Shame On The García Márquez Heirs — Cashing In On The "Scraps" Of A Legend

A decision to publish a sketchy manuscript as a posthumous novel by the late Gabriel García Márquez would have horrified Colombia's Nobel laureate, given his painstaking devotion to the precision of the written word.

Photo of a window with a sticker of the face of Gabriel Garcia Marquez with butterfly notes at Guadalajara's International Book Fair.

Poster of Gabriel Garcia Marquez at Guadalajara's International Book Fair.

Juan David Torres Duarte

-Essay-

BOGOTÁ — When a writer dies, there are several ways of administering the literary estate, depending on the ambitions of the heirs. One is to exercise a millimetric check on any use or edition of the author's works, in the manner of James Joyce's nephew, Stephen, who inherited his literary rights. He refused to let even academic papers quote from Joyce's landmark novel, Ulysses.

Or, you continue to publish the works, making small additions to their corpus, as with Italo Calvino, Samuel Beckett and Clarice Lispector, or none at all, which will probably happen with Milan Kundera and Cormac McCarthy.

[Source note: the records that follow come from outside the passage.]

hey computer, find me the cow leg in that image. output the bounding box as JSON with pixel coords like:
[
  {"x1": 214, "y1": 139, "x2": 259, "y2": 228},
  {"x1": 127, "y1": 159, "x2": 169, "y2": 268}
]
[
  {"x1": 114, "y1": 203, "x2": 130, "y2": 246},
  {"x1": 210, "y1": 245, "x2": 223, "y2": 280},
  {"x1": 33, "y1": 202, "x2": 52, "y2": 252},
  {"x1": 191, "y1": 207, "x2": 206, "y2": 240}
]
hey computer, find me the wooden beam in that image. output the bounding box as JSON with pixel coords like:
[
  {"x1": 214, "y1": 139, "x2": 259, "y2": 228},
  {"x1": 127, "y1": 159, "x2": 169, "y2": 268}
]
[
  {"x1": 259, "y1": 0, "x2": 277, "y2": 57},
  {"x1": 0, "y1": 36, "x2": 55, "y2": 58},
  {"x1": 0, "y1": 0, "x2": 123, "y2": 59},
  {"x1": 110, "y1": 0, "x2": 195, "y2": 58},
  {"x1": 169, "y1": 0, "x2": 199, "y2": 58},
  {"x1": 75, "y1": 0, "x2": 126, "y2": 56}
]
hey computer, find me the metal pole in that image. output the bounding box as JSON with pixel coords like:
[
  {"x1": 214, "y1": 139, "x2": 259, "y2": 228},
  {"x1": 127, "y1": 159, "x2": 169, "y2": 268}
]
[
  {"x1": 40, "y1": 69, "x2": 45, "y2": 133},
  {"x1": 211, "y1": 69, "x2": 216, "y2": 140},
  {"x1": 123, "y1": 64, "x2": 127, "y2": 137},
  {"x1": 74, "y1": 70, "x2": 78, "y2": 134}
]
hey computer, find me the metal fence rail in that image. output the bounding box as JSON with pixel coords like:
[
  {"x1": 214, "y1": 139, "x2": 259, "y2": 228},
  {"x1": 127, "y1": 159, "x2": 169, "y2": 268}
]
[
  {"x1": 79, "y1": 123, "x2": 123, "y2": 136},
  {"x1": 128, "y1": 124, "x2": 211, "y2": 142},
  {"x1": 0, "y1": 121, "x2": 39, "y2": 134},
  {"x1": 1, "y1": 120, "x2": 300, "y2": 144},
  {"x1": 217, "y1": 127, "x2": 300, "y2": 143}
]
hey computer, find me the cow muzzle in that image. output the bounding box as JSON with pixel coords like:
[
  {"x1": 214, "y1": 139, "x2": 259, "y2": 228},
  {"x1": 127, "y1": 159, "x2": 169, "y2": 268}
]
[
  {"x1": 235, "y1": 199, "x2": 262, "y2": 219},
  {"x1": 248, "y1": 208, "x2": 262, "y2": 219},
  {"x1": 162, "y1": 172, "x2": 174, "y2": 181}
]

Another way is to seek out every scrap of paper the author left and every little word that was jotted down — on a piece of cloth, say — and drip-feed them to publishers every two to three years with great pomp and publicity, to revive the writer's renown.

This has happened with the Argentine Julio Cortázar (who seems to have sold more books dead than alive), the French author Albert Camus (now with 200 volumes of personal and unfinished works) and with the Chilean author Roberto Bolaño. The latter's posthumous oeuvre is so abundant I am starting to wonder if his heirs haven't hired a ghost writer — typing and smoking away in some bedsit in Barcelona — to churn out "newly discovered" works.

Which group, I wonder, will our late, great novelist Gabriel García Márquez fit into?